For more information about RIVER, check the vignettes.

For further details of a list of genomic annotations used for constructing features and how to generate the features and outlier status, please refer to our submitted publication.

Installation

Get most recent version of R (>= 3.4) from CRAN.

## try http:// if https:// URLs are not supported
source("http://bioconductor.org/biocLite.R")
biocLite("RIVER")

Vignettes

The vignettes for this package can be viewed via Bioconductor's website (manual backup).

Citation

Below is the citation output from using citation('RIVER') in R. Please run this yourself to check for any updates on how to cite RIVER.

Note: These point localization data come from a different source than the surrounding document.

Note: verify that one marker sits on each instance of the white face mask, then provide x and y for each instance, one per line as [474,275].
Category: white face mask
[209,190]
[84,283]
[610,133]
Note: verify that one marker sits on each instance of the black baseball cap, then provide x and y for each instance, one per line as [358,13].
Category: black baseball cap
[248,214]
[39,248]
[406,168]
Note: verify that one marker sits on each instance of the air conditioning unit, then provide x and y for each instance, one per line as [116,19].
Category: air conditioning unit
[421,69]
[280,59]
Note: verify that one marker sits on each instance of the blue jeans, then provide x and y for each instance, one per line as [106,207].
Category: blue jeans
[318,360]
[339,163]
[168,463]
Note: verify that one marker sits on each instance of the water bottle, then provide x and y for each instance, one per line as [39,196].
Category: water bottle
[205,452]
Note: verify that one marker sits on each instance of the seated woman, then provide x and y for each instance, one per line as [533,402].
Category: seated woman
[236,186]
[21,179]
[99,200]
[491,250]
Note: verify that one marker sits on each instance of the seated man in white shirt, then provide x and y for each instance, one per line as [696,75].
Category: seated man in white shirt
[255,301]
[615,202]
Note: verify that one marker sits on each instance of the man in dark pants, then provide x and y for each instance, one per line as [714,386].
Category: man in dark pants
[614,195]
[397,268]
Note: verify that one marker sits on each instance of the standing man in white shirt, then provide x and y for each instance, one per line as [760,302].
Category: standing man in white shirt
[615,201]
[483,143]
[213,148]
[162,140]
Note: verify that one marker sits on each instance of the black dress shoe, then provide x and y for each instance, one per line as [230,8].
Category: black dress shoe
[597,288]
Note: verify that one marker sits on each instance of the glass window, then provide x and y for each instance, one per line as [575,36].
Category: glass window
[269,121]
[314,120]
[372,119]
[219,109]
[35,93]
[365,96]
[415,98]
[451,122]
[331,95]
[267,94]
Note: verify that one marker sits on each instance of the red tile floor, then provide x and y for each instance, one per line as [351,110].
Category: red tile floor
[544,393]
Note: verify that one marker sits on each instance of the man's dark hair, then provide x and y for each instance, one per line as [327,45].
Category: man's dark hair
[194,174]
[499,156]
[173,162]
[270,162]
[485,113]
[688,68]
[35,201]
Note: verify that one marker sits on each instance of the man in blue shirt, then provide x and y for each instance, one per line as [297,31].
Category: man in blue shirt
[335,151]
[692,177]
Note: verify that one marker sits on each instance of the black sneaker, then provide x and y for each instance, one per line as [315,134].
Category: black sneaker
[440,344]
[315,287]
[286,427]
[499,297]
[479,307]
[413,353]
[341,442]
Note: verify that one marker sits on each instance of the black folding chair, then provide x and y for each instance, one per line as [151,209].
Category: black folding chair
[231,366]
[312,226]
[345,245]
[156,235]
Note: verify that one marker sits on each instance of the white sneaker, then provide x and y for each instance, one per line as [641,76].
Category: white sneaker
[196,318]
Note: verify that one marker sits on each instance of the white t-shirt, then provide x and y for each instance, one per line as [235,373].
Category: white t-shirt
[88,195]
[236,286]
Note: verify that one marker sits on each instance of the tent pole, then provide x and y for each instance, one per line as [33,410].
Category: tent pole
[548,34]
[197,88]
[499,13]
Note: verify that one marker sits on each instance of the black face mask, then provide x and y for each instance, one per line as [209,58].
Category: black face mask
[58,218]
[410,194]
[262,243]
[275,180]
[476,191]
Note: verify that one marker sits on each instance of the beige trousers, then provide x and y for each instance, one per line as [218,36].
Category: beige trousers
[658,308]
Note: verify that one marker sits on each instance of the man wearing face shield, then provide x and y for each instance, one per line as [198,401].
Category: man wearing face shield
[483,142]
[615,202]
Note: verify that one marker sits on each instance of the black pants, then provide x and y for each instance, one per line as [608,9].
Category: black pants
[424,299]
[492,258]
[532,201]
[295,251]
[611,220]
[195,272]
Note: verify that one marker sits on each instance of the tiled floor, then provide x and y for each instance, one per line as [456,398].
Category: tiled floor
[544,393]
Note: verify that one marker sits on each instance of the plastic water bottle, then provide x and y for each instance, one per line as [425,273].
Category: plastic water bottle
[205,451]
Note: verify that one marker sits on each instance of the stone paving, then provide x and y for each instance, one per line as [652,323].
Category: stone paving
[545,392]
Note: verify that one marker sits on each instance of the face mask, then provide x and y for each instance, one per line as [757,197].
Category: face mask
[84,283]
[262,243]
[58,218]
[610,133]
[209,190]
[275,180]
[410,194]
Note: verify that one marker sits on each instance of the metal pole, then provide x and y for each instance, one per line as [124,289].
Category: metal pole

To cite the RIVER package in publications use:

Li, X , Kim, Y , Tsang, EK , Davis, JR , Damani, FN, Chiang, C, Hess, GT, Zappala, Z, Strober, BJ, Scott, AJ, Li, A, Ganna, A, Bassik, MC, Merker, J, GTEx Consortium, Hall, IM, Battle, A , Montgomery, SB , "The impact of rare variation on gene expression across tissues", Nature 550, 239-243 (2017), doi:10.1038/nature24267, <URL: https://www.nature.com/articles/nature24267>.

Testing

Testing on Bioc-devel is feasible thanks to R Travis as well as Bioconductor's nightly build.